Food, Books, and Andrew Cotto
The name Cotto in Italian translates in English to ‘cooked.’ So it only makes sense for author Andrew Cotto to write about food, specifically Italian. Cotto’s third novel, Cucina Tipica: An Italian Adventure, was published in October of 2018, and he has been on a mini-promotion tour ever since. The next stop is the Brooklyn Book Festival this Sunday (10/22).
I attended a previous event in June at the iconic 92nd Street Y on Manhattan’s Upper East Side where Cotto sat down with food historian Francine Segan to talk all things books, Italy, and food. After the introduction, which was a debate on how to correctly pronounce Cotto (it’s “Coh-toe” for the non-Italian readers), they jumped right into not just his love for food but how it informs his work as well.
Food is a popular theme in Cotto’s prose because when it comes to writing, fiction or not, Cotto believes that “you can’t write what you don’t know, and one of the things that I know is food.” And how else does an Italian boy learn about food? From his mother.
Cotto’s grandmother was born in Sicily and she brought her cooking talents to America to feed her children and grandchildren. The traditional Italian Sunday family dinner was where his love for food started, but growing up in an environment where his dynamic mother was the host, the chef and the life of the party, he desired to do the same, to use food as a connection to people.
This knowledge of food Cotto has - specifically the smell, taste, appearance, sound, and feel - is an important tool in his writing. Food is an easy and universal subject that brings “sensory pleasure to readers,” Cotto pointed out. It is also a strong narrative device, he tells the 92Y audience, “things happen around a table, and things have to happen, or it’s not a story. I like using the [dinner] table.” Cotto also states the idea that food “conjures memories,” which is also a strong writing device he utilizes in his latest book, Cucina Tipica: An Italian Adventure. It was “food and wine” that helped connect the main character to his past and bring meaning to his life.
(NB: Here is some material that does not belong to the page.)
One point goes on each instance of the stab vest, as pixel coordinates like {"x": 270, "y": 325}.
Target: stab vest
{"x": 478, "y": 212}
The setting of Cucina Tipica: An Italian Adventure was inspired by Cotto’s one year of living in Italy. After Cotto found that a short vacation in Italy wasn’t enough, he and his wife decided to move to the hills south of Florence where Cotto wrote his first novel, The Domino Effect. What they ate, where they lived, and the people they met while living in Italy are all brought to life in his third novel.
Cotto’s latest book touches on more than just cuisine. It’s about place and the importance of environment. To learn more, head over to the Brooklyn Book Festival this Sunday (3:00, North Stage of Cadman Plaza East) to hear the author himself talk about his characters and how a holiday in Italy can turn into self-reflection, new perspectives, and a new home. And a lot of good meals
Andrew Cotto will be a part of the “Lost and Found: Writing Through Social Burnout” Panel at the Brooklyn Book Festival North Stage, Cadman Plaza East on Sunday, Sept. 22 at 3:00 pm. The panel “explores the social pressures that are put on modern citizens and the way they seek to cope, or escape, those pressures.”
In addition to writing, Andrew Cotto teaches English and Journalism courses at LIM College in Manhattan, New York.